A lot of what we do is public record in the first place, and although we need sound security measures to avoid intrusions, international spys are not coming to look for our burglary reports. If they were, the dumpster outside the substation would be the most vulnerable target in a lot of departments.

Anonymous said...

I suspect non-rugged, pretty iPads wouldn't hold up to the environment in your field.

Dell recently expanded its rugged line to include a tablet, Dell Latitude XT2 over 5 lbs, it is a hog. Trimble also has a nice rugged tablet in the Yuma, smaller form factor lacking a physical keyboard.

Dave said...

I think technology has changed policing, and I see it only getting better for law enforcement.

Smartphones and the things that can be done with them just amaze me. Makes me wish I was still in the tech field and working for LPD, I bet you got some cool tech toys to play with.

ARRRRG!!!! said...

The future of pirating?

badfed said...

Chief, interesting you should talk about this this week. My force ( a large UK constabulary) is pushing hard on the blackberry / handheld fingerprint reader front

Rory Dunne said...


Interesting you should talk about this this week. My force (a large UK constabulary) is pushing hard on the portable technology agenda also.

We are also rolling out portable fingerprint scanners, and can verify/challenge offenders identities through our intelligence and custody records system by viewing pictures of them taken on previous arrests. All the systems t do this are handheld.
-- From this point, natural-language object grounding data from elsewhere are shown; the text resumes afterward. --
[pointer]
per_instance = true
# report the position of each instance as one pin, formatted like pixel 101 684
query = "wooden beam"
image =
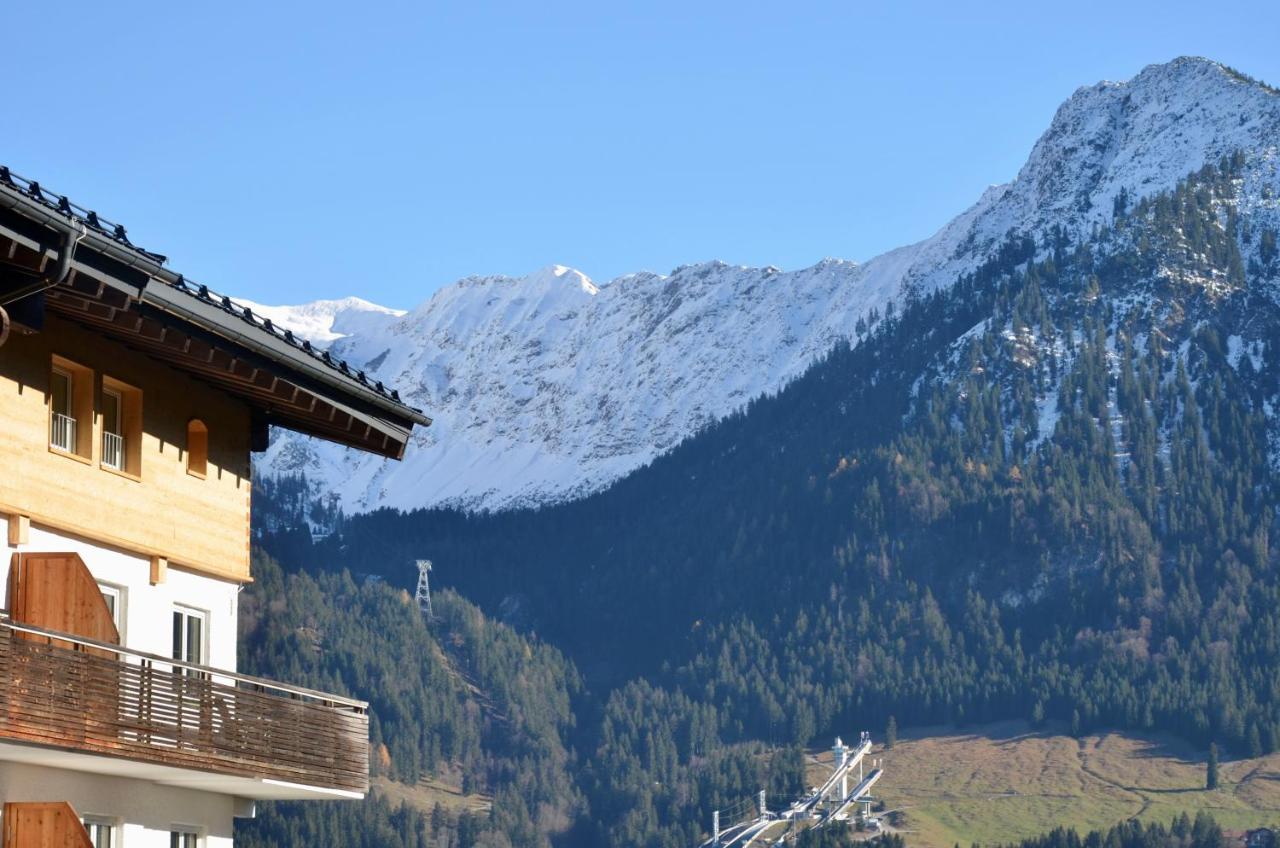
pixel 19 529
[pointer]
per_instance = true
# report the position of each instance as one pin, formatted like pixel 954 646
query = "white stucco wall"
pixel 147 610
pixel 142 811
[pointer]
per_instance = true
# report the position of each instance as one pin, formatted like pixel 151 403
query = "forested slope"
pixel 1043 492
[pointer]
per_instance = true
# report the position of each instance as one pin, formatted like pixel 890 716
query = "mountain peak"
pixel 547 387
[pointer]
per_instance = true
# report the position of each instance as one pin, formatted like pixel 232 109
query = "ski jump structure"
pixel 828 802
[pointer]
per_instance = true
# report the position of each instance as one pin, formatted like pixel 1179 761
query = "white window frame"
pixel 113 826
pixel 187 830
pixel 114 427
pixel 71 392
pixel 118 609
pixel 193 612
pixel 69 413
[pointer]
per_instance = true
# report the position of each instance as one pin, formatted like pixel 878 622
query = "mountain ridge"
pixel 544 392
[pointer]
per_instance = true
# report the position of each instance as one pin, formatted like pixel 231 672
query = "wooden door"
pixel 50 824
pixel 56 592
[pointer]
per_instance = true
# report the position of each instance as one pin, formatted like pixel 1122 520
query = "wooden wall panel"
pixel 163 511
pixel 51 824
pixel 56 592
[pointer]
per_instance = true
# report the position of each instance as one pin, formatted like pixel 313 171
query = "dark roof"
pixel 127 276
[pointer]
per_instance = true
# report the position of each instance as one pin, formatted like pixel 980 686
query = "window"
pixel 113 437
pixel 190 634
pixel 122 427
pixel 62 433
pixel 114 598
pixel 197 447
pixel 101 831
pixel 71 407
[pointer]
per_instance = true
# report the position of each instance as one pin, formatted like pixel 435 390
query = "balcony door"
pixel 190 636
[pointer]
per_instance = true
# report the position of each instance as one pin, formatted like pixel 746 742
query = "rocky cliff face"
pixel 551 386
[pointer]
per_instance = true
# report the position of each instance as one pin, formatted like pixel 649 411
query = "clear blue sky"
pixel 287 151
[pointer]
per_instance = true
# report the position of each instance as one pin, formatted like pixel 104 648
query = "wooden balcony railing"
pixel 92 697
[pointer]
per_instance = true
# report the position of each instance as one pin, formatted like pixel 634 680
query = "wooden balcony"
pixel 72 694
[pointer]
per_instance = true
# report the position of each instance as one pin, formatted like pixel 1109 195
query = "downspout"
pixel 46 281
pixel 60 272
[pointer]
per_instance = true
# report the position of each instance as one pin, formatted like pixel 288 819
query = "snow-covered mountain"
pixel 549 386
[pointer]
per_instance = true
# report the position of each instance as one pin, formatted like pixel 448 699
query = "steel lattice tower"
pixel 424 588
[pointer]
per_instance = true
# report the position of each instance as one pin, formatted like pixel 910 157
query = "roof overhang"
pixel 127 295
pixel 242 787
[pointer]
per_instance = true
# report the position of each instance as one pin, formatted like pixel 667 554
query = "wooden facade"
pixel 56 592
pixel 50 824
pixel 91 697
pixel 161 510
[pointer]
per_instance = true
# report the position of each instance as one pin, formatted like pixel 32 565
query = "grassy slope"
pixel 1005 782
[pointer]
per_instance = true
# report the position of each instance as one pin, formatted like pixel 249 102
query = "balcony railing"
pixel 62 432
pixel 113 451
pixel 86 696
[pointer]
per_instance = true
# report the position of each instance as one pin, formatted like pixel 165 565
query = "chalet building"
pixel 131 401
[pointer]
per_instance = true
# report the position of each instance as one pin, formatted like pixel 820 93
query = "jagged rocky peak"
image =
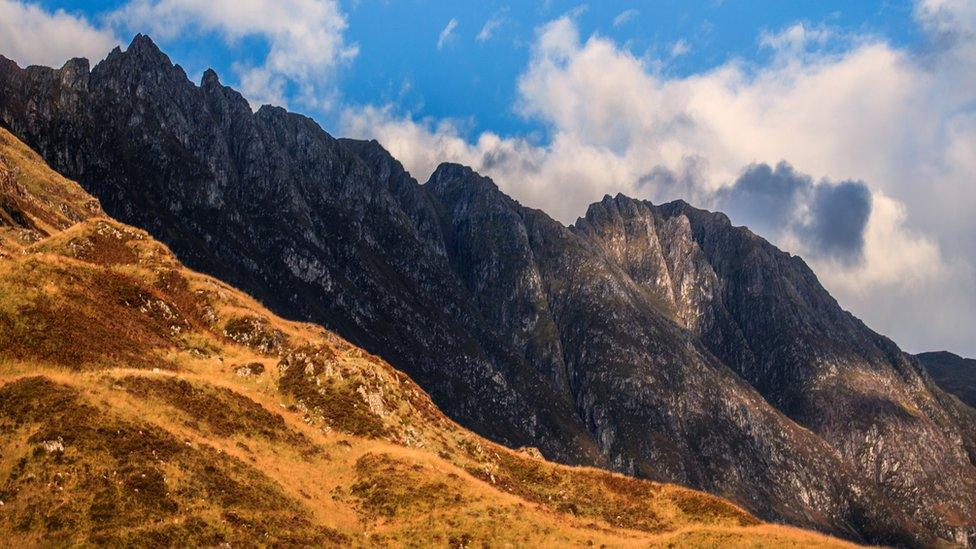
pixel 449 176
pixel 210 79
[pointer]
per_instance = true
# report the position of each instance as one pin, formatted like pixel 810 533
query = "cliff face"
pixel 146 405
pixel 953 373
pixel 655 340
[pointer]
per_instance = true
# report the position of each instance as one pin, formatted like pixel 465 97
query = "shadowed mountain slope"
pixel 142 403
pixel 659 341
pixel 955 374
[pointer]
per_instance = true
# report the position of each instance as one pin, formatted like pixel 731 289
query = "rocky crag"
pixel 659 341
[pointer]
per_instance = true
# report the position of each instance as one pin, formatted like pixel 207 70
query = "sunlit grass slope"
pixel 145 404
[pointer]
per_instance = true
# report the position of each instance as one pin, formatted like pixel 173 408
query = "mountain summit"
pixel 655 340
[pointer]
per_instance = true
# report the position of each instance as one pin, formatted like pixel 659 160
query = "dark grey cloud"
pixel 828 218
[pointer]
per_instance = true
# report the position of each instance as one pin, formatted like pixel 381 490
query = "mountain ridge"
pixel 144 404
pixel 553 340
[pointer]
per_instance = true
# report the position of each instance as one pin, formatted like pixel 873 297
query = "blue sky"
pixel 842 131
pixel 475 80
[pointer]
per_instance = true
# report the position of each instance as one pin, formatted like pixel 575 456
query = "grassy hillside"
pixel 142 403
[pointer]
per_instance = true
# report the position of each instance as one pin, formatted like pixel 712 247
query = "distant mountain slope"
pixel 955 374
pixel 655 340
pixel 144 404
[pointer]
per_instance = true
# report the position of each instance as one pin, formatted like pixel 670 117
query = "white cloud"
pixel 306 40
pixel 901 121
pixel 445 34
pixel 489 28
pixel 679 48
pixel 31 35
pixel 624 17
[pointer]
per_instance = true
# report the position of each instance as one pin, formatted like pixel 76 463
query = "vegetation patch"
pixel 622 502
pixel 110 480
pixel 255 332
pixel 389 487
pixel 221 410
pixel 330 392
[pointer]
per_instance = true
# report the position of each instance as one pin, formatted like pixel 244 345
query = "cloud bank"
pixel 878 194
pixel 306 42
pixel 33 36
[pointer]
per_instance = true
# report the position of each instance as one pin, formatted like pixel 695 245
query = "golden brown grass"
pixel 145 404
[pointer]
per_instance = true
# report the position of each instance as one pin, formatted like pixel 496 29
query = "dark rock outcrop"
pixel 953 373
pixel 656 340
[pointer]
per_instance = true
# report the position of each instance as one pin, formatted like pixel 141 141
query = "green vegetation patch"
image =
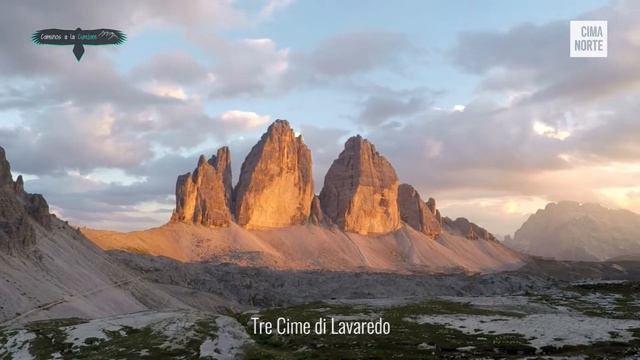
pixel 407 338
pixel 125 343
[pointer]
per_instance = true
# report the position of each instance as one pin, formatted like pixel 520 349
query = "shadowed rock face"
pixel 275 188
pixel 18 211
pixel 416 213
pixel 569 230
pixel 464 227
pixel 205 197
pixel 361 189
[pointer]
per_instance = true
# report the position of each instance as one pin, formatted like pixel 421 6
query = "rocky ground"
pixel 583 320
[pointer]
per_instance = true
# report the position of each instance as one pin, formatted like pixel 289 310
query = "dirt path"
pixel 69 298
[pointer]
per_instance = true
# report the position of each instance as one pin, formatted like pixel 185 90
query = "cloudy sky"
pixel 476 103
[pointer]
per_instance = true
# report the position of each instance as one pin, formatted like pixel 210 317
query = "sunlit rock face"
pixel 416 213
pixel 19 211
pixel 205 196
pixel 275 188
pixel 361 189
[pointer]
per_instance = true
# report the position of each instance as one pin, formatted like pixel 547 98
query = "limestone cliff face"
pixel 18 211
pixel 416 213
pixel 205 196
pixel 464 227
pixel 275 188
pixel 361 189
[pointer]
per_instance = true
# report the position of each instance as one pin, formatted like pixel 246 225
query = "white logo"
pixel 588 39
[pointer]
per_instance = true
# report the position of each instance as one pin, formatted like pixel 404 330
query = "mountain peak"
pixel 275 188
pixel 361 189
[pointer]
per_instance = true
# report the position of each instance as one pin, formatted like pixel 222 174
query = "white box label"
pixel 588 39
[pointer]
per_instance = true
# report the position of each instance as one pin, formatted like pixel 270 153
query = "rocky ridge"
pixel 205 196
pixel 467 229
pixel 416 213
pixel 361 189
pixel 361 193
pixel 569 230
pixel 19 211
pixel 275 188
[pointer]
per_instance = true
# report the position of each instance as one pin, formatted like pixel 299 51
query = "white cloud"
pixel 243 120
pixel 549 131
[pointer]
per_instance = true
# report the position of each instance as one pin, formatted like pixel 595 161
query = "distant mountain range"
pixel 573 231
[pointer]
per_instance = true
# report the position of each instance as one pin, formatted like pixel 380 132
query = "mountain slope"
pixel 574 231
pixel 48 269
pixel 313 247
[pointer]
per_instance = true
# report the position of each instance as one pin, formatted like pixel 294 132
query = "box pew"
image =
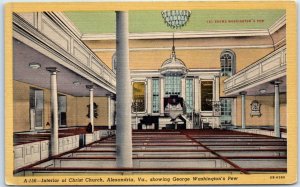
pixel 145 162
pixel 260 161
pixel 253 152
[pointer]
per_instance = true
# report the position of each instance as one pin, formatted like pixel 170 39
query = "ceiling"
pixel 23 55
pixel 100 22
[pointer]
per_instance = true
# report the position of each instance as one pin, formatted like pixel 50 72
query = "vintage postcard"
pixel 150 93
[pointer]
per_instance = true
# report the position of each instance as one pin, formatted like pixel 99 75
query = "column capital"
pixel 276 82
pixel 52 69
pixel 90 87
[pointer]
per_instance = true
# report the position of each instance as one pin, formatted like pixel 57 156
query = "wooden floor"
pixel 192 151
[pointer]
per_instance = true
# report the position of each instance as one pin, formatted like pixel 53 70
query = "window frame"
pixel 233 63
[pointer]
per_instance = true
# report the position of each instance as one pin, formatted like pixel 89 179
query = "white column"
pixel 54 111
pixel 109 111
pixel 149 96
pixel 197 95
pixel 243 95
pixel 124 93
pixel 183 88
pixel 90 87
pixel 276 109
pixel 162 95
pixel 233 111
pixel 217 88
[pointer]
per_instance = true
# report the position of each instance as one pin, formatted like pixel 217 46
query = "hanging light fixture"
pixel 176 18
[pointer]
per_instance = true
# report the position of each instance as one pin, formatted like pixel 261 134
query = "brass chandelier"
pixel 176 18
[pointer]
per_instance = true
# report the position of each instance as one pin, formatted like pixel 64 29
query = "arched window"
pixel 114 62
pixel 227 60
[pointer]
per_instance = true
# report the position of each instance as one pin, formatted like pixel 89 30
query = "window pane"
pixel 138 96
pixel 172 85
pixel 206 95
pixel 189 95
pixel 226 110
pixel 155 96
pixel 227 62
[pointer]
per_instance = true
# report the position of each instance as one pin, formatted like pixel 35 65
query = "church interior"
pixel 198 91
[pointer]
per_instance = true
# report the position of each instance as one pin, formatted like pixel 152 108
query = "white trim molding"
pixel 270 67
pixel 177 35
pixel 278 24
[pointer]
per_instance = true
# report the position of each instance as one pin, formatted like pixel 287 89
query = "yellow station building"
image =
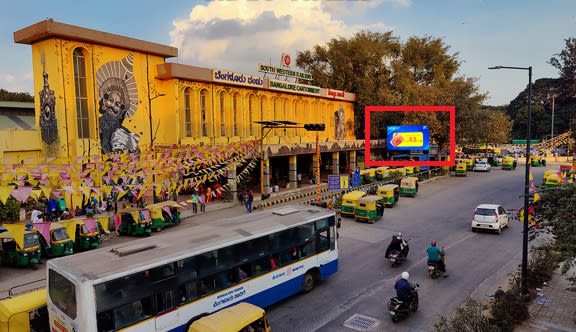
pixel 98 92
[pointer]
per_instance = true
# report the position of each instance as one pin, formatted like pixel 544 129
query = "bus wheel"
pixel 308 282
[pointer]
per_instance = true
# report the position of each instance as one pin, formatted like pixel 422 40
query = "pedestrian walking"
pixel 249 200
pixel 195 202
pixel 299 179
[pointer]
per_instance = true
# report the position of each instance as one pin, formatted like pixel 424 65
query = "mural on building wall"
pixel 117 103
pixel 48 127
pixel 339 123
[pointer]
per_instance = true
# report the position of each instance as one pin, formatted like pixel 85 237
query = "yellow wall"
pixel 166 120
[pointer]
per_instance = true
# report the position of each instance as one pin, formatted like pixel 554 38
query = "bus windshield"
pixel 202 269
pixel 62 293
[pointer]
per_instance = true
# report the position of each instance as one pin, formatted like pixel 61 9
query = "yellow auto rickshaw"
pixel 409 186
pixel 349 202
pixel 24 312
pixel 508 163
pixel 382 173
pixel 469 163
pixel 20 246
pixel 133 221
pixel 461 169
pixel 164 214
pixel 85 232
pixel 367 176
pixel 369 208
pixel 390 193
pixel 239 317
pixel 553 180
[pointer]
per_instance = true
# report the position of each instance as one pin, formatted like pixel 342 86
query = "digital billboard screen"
pixel 412 137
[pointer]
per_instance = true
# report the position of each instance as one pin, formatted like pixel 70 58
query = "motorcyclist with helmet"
pixel 398 244
pixel 436 256
pixel 405 291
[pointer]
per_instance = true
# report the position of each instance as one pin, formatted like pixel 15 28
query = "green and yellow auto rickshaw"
pixel 369 208
pixel 367 176
pixel 553 181
pixel 54 239
pixel 20 247
pixel 382 173
pixel 85 232
pixel 164 214
pixel 469 163
pixel 24 312
pixel 390 194
pixel 349 202
pixel 133 221
pixel 461 169
pixel 409 186
pixel 508 163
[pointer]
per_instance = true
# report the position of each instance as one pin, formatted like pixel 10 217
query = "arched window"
pixel 187 113
pixel 203 111
pixel 222 115
pixel 251 101
pixel 80 87
pixel 235 113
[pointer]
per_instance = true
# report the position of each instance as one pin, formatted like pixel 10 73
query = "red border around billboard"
pixel 369 162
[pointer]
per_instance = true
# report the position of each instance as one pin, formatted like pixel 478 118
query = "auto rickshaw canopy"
pixel 14 311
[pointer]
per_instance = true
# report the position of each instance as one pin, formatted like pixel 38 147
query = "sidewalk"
pixel 554 308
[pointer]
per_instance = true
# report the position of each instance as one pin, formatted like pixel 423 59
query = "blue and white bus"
pixel 165 282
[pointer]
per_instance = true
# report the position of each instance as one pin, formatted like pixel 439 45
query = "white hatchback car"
pixel 490 217
pixel 481 166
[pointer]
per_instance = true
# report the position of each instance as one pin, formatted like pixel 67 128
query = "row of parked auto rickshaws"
pixel 24 244
pixel 370 207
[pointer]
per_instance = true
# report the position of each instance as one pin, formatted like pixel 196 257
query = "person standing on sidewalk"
pixel 299 179
pixel 249 200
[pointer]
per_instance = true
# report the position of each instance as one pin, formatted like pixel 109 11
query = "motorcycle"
pixel 399 309
pixel 433 270
pixel 396 258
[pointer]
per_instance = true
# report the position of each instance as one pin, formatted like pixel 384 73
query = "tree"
pixel 15 96
pixel 556 212
pixel 358 65
pixel 380 70
pixel 565 62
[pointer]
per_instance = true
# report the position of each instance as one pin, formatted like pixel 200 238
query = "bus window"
pixel 62 293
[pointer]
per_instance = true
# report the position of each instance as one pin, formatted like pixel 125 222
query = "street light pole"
pixel 154 198
pixel 524 270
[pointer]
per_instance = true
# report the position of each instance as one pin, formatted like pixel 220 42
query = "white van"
pixel 490 217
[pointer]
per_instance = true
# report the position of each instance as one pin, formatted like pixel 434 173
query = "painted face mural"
pixel 117 103
pixel 47 113
pixel 339 123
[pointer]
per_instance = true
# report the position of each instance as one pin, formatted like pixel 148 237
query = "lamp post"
pixel 524 271
pixel 154 198
pixel 282 124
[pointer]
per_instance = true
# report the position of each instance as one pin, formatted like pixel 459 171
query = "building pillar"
pixel 336 162
pixel 292 172
pixel 231 180
pixel 352 157
pixel 266 166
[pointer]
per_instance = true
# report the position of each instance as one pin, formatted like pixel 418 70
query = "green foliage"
pixel 15 96
pixel 468 317
pixel 381 70
pixel 509 308
pixel 565 62
pixel 10 211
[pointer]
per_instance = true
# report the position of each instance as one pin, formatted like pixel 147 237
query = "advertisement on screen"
pixel 412 137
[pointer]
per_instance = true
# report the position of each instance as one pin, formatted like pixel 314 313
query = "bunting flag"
pixel 5 192
pixel 17 231
pixel 44 229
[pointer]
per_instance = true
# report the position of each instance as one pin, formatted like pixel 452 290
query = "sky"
pixel 238 35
As an analyst, I would love to see our geocoding of crime records improved by utilising GPS technology when attending the officer is filling in an electronic crime record at the scene!

Anonymous said...

What really needs to be developed for policing is a wearable computer with data screen eye piece. One step closer to combining humans and machines, the day will come.

Tom Casady said...


Very interesting. Do this, though: make sure in training that everyone gets some good instruction on using mobile devices safely. Smartphones, iPads, and mobile computers have a way of drawing your attention in very intensely. Do not get sucker-punched by some bloke while pecking on your Blackberry. Follow these rules:

Keep your eyes moving, and be prepared to drop that device immediately. Look up and around often.

Avoid all unnecessary use: no goofy text messages about football, no stream-of-consciousness conversations with your mates.

Find a safe place to use your device where you can control who is around you, and notice anyone approaching with your peripheral vision.

Don't illuminate yourself with your device in a darkened background. Make sure there is enough ambient light that your face is not a beacon.

Do not use your device in the presence of a criminal suspect until you have a backup there with you to keep a close eye on the suspect and his companions.

When practical, wait to use your device until you are in a controlled environment--the police station, substation, back room, etc.

Don't let your device overwhelm your night vision. Use it only with plenty of ambient light, or find an app that allows you to dramatically reduce the brightness (such as Night Browser), as the device's minimum brightness setting is almost always too bright for night operation.

Anonymous said...


Have you ever tried to use Crime View Community site via the Safari browser? If not, give it a try when you have a minute.